ECP raises $613m for third African fund

The private equity firm has closed its Africa Fund III short of its original $1bn target size.

Private equity firm Emerging Capital Partners has rounded up $613 million in commitments for Africa Fund III, which originally went to market in 2008 with a $1 billion target.

The fund had an “initial capitalisation of $310 million”, according to 2008 documents on the website of the Overseas Private Investment Corporation (OPIC), which committed $60 million.

ECP was unavailable to comment at press time.

The firm said in a statement that the fund close represented one of the largest Africa-focused private equity funds raised to date. Its prior vehicle closed on $523 million in May 2007.

Returning investors committed $450 million of the total capital raised for Africa Fund III. These included the African Development Bank, the International Finance Corporation, OPIC and CDC, and the UK government-backed development finance institution.

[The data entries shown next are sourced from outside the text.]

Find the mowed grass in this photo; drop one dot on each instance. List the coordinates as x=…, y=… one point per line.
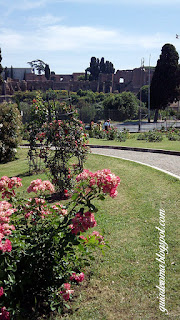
x=122, y=283
x=133, y=142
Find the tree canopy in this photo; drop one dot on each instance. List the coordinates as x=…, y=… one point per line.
x=38, y=64
x=99, y=66
x=165, y=81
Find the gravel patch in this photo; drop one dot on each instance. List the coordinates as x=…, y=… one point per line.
x=167, y=163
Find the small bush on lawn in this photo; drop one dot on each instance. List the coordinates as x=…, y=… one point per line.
x=56, y=135
x=10, y=123
x=43, y=251
x=173, y=134
x=151, y=136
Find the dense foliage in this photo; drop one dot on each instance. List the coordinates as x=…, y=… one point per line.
x=62, y=138
x=166, y=80
x=1, y=68
x=121, y=106
x=10, y=123
x=99, y=66
x=42, y=247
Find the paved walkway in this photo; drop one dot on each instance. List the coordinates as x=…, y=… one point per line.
x=163, y=162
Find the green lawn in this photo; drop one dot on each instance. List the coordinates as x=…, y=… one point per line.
x=165, y=144
x=122, y=283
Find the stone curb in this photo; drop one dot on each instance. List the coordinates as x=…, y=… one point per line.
x=171, y=152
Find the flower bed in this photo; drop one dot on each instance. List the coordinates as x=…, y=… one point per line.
x=43, y=252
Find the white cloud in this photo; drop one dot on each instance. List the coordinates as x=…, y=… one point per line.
x=126, y=2
x=22, y=4
x=64, y=38
x=10, y=39
x=48, y=19
x=70, y=48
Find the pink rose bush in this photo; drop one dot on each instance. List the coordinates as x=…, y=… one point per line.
x=41, y=244
x=8, y=186
x=77, y=277
x=4, y=314
x=42, y=186
x=66, y=292
x=104, y=180
x=82, y=222
x=6, y=211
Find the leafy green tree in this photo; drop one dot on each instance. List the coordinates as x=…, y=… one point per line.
x=47, y=71
x=144, y=94
x=97, y=67
x=38, y=64
x=165, y=81
x=1, y=68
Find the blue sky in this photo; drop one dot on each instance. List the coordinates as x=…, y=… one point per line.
x=67, y=33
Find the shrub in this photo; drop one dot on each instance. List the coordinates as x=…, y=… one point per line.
x=173, y=134
x=10, y=123
x=61, y=137
x=42, y=246
x=151, y=136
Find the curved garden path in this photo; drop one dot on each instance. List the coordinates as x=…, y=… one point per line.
x=163, y=162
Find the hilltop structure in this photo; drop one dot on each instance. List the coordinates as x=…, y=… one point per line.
x=123, y=80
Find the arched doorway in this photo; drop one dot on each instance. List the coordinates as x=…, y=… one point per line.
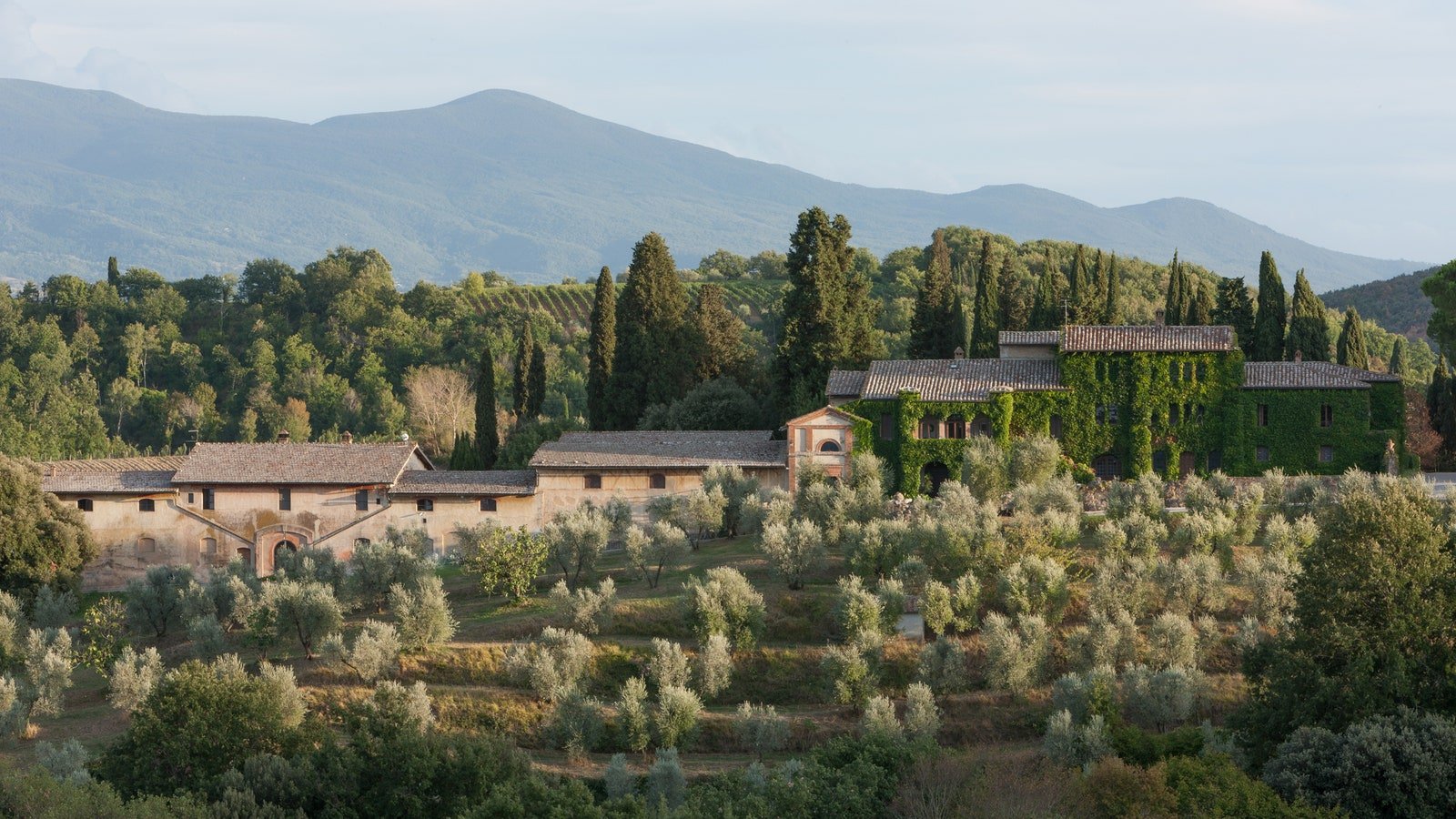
x=1107, y=467
x=932, y=475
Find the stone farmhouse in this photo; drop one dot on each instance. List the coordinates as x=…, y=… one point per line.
x=1121, y=399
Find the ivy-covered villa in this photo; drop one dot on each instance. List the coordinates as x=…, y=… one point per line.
x=1121, y=399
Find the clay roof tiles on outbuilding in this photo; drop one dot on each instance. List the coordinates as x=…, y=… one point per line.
x=300, y=464
x=1309, y=375
x=662, y=450
x=961, y=379
x=1147, y=339
x=465, y=482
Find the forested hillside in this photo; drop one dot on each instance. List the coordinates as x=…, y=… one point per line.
x=136, y=363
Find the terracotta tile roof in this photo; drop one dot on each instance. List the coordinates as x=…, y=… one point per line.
x=1028, y=337
x=463, y=482
x=296, y=462
x=961, y=379
x=846, y=383
x=1149, y=339
x=662, y=450
x=114, y=482
x=1309, y=375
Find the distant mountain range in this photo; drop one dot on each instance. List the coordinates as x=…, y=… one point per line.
x=497, y=179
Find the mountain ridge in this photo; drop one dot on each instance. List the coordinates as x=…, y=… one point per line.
x=497, y=179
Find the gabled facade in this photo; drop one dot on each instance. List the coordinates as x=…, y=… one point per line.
x=1125, y=401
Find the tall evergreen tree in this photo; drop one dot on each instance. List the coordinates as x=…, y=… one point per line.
x=1200, y=308
x=1398, y=365
x=986, y=324
x=536, y=389
x=932, y=331
x=1046, y=307
x=650, y=365
x=521, y=383
x=1113, y=312
x=1269, y=322
x=1350, y=347
x=1308, y=332
x=602, y=349
x=487, y=438
x=1176, y=303
x=829, y=318
x=718, y=347
x=1234, y=308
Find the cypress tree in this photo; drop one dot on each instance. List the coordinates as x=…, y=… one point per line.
x=1398, y=365
x=932, y=331
x=1235, y=308
x=1269, y=322
x=829, y=318
x=487, y=438
x=1176, y=303
x=1046, y=307
x=601, y=350
x=1350, y=347
x=650, y=365
x=1308, y=332
x=1200, y=308
x=718, y=349
x=521, y=382
x=986, y=329
x=1113, y=312
x=536, y=392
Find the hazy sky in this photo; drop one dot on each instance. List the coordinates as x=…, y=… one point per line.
x=1330, y=121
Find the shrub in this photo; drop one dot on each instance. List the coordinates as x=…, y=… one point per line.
x=1075, y=746
x=1172, y=642
x=133, y=676
x=667, y=668
x=375, y=651
x=713, y=666
x=922, y=717
x=575, y=724
x=794, y=550
x=880, y=719
x=725, y=603
x=584, y=610
x=943, y=665
x=552, y=665
x=676, y=716
x=761, y=729
x=654, y=550
x=155, y=599
x=1034, y=586
x=632, y=717
x=1016, y=656
x=851, y=680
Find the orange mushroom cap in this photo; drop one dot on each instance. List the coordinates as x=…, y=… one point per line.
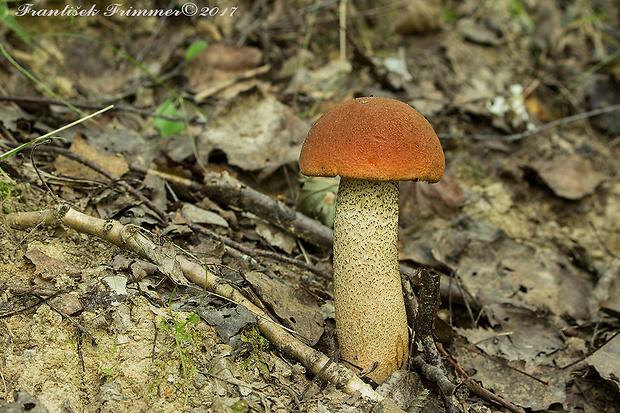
x=373, y=138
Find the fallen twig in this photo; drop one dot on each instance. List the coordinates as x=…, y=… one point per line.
x=476, y=388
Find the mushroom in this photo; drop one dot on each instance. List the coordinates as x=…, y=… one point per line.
x=372, y=143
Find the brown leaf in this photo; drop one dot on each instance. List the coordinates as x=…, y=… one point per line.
x=442, y=198
x=570, y=177
x=219, y=63
x=48, y=268
x=115, y=164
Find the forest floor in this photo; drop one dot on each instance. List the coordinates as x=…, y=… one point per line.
x=523, y=229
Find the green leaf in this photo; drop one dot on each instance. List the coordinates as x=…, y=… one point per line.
x=318, y=198
x=195, y=49
x=168, y=127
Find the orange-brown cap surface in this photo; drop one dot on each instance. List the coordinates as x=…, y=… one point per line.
x=373, y=138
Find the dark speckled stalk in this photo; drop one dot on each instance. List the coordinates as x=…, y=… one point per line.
x=370, y=312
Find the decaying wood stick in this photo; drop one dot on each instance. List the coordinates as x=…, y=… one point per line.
x=181, y=269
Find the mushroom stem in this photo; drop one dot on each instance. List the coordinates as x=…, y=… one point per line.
x=371, y=322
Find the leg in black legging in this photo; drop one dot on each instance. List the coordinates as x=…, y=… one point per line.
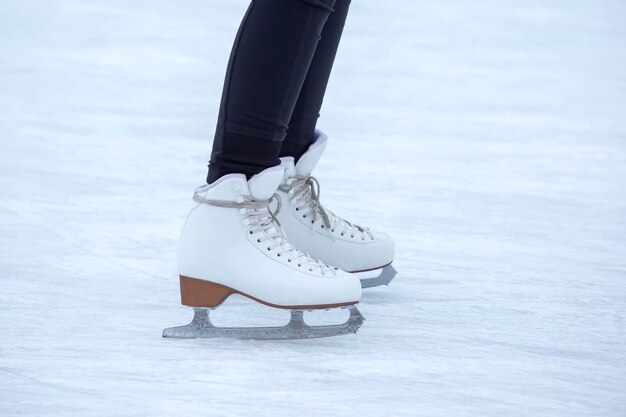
x=304, y=117
x=267, y=67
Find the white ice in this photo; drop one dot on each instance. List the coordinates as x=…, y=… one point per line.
x=487, y=136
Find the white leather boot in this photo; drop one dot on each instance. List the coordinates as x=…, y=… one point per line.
x=232, y=244
x=322, y=234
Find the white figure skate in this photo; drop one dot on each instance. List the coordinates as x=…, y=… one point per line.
x=322, y=234
x=232, y=244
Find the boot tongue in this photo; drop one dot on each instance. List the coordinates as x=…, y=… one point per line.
x=264, y=184
x=311, y=157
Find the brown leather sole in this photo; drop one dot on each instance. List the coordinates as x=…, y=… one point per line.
x=200, y=293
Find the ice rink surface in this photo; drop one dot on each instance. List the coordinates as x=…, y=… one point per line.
x=487, y=137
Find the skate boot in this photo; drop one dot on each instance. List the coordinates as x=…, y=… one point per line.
x=232, y=243
x=322, y=234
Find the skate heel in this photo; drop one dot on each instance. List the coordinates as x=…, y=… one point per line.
x=199, y=293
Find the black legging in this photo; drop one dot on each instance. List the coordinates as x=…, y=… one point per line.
x=275, y=83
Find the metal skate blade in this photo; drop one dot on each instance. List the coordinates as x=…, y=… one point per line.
x=384, y=278
x=201, y=327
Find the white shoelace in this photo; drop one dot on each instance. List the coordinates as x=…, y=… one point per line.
x=266, y=227
x=306, y=189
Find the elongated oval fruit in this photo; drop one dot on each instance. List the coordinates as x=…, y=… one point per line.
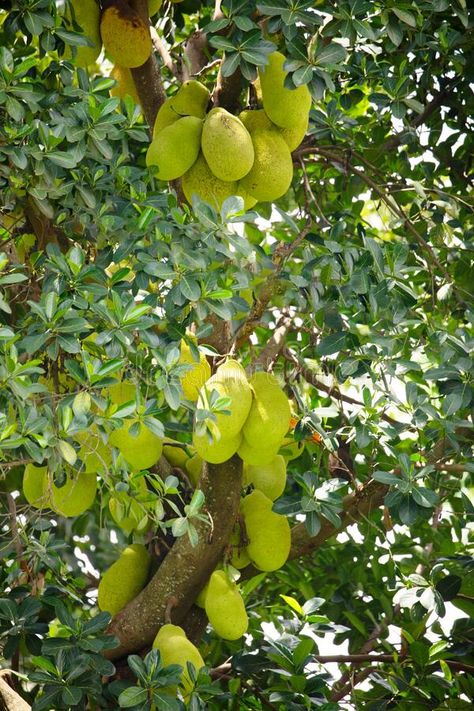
x=268, y=533
x=35, y=486
x=225, y=607
x=226, y=145
x=201, y=181
x=76, y=496
x=285, y=107
x=124, y=579
x=175, y=148
x=269, y=417
x=125, y=35
x=270, y=478
x=272, y=170
x=176, y=648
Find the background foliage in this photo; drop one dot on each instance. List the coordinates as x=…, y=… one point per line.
x=364, y=267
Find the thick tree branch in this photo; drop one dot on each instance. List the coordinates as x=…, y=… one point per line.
x=185, y=569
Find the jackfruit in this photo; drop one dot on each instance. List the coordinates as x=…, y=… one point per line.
x=269, y=417
x=270, y=478
x=141, y=451
x=260, y=455
x=201, y=181
x=268, y=533
x=231, y=382
x=191, y=99
x=176, y=648
x=175, y=148
x=193, y=379
x=94, y=453
x=125, y=85
x=225, y=607
x=124, y=579
x=35, y=486
x=216, y=451
x=285, y=107
x=272, y=170
x=226, y=145
x=87, y=16
x=76, y=496
x=125, y=35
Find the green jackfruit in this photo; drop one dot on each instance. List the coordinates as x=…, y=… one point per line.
x=201, y=181
x=269, y=417
x=191, y=99
x=229, y=381
x=35, y=486
x=226, y=145
x=176, y=648
x=270, y=478
x=76, y=496
x=87, y=16
x=272, y=170
x=175, y=148
x=268, y=533
x=225, y=607
x=124, y=579
x=125, y=35
x=284, y=107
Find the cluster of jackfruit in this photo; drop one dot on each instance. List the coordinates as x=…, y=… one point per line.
x=218, y=154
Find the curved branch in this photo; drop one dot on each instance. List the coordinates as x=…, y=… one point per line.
x=185, y=570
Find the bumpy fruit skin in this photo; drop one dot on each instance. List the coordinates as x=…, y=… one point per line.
x=285, y=107
x=175, y=148
x=216, y=451
x=87, y=16
x=193, y=380
x=124, y=579
x=176, y=648
x=35, y=486
x=140, y=452
x=201, y=181
x=191, y=99
x=125, y=35
x=269, y=417
x=270, y=478
x=95, y=455
x=268, y=532
x=226, y=145
x=76, y=496
x=229, y=381
x=225, y=607
x=272, y=170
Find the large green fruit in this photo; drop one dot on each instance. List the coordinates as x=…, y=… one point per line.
x=201, y=181
x=193, y=380
x=285, y=107
x=268, y=533
x=76, y=496
x=176, y=648
x=140, y=451
x=35, y=486
x=125, y=35
x=272, y=170
x=225, y=607
x=269, y=417
x=87, y=15
x=270, y=478
x=216, y=451
x=229, y=381
x=95, y=454
x=226, y=145
x=191, y=99
x=124, y=579
x=175, y=148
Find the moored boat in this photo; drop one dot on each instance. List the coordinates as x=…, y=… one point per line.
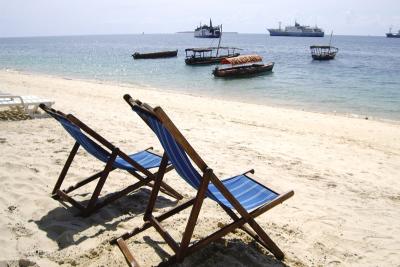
x=162, y=54
x=243, y=66
x=323, y=52
x=205, y=31
x=392, y=35
x=209, y=55
x=297, y=31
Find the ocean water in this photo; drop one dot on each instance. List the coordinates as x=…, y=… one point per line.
x=364, y=79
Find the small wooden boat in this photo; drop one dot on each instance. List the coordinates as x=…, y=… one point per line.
x=323, y=52
x=209, y=55
x=163, y=54
x=247, y=67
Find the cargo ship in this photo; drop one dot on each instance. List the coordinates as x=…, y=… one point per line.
x=206, y=31
x=297, y=31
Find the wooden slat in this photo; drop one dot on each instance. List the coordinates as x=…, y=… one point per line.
x=128, y=255
x=167, y=237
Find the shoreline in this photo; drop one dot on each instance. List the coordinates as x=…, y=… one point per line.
x=343, y=170
x=205, y=95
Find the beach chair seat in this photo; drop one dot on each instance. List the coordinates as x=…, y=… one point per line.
x=244, y=189
x=137, y=164
x=241, y=196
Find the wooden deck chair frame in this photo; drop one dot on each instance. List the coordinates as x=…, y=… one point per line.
x=147, y=177
x=241, y=218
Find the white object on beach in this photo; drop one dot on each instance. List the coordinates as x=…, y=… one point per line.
x=29, y=104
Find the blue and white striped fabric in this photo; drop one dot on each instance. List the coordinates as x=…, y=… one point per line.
x=248, y=192
x=146, y=159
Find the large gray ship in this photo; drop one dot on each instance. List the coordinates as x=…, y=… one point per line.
x=297, y=30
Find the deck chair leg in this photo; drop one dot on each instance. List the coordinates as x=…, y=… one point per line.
x=156, y=187
x=271, y=246
x=194, y=214
x=249, y=231
x=65, y=168
x=109, y=166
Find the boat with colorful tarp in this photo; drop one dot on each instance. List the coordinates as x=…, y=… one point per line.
x=243, y=66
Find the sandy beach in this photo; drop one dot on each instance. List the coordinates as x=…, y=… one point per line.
x=344, y=171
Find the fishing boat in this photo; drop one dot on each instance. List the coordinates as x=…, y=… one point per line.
x=209, y=55
x=206, y=31
x=243, y=66
x=162, y=54
x=392, y=35
x=324, y=52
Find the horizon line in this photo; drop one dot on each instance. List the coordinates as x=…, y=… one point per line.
x=160, y=33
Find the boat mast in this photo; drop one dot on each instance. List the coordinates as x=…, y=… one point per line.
x=219, y=41
x=330, y=42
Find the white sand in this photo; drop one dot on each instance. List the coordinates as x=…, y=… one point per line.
x=344, y=171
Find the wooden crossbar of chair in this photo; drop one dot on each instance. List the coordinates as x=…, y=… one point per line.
x=241, y=218
x=145, y=177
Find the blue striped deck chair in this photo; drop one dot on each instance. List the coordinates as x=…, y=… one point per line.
x=137, y=164
x=241, y=196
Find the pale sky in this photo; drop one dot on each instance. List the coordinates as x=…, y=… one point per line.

The remainder of the fund received commitment from new investors, including pan-African fund of funds manager, South Suez.

ECP has invested $180 million from its Africa Fund III in four separate investments: Financial Bank, which provides banking services across Central and West Africa; Wananchi Group, a television and internet provider in East Africa; Groupe NSIA, an insurance provider in West and Central Africa; and Madagascar and Cote d’Ivoire-based canned tuna provider Thunnus Overseas Group.

The fund will continue ECP’s investment strategy of seeking controlling stakes or minority positions in high growth companies via equity and quasi-equity investments. The fund will additionally target a wide-range of sectors including telecommunications, natural resources, financial services, agriculture, transportation and utility businesses.

‘’Investors can see development models that were successful in India, Brazil and Mexico and project that growth onto Africa,’’ said co-chief executive officer of ECP, Vincent Le Guennou, in a statement.

In 2008, roughly 85 million African households earned an annual income of $5,000 or more. That number is expected to climb over 50 percent over the next 10 years to 128 million households. By 2030, the continent’s top 18 cities could have a combined spending power of $1.3 trillion, according to the McKinsey Global Institute. 

Washington DC-based ECP is an international private equity firm focused on investments across the African continent. Created in 2000, the firm manages seven funds across 40 African countries. The closing of Africa Fund III brings the firm’s total capital raised to $1.8 billion, with roughly $1 billion of capital invested to date.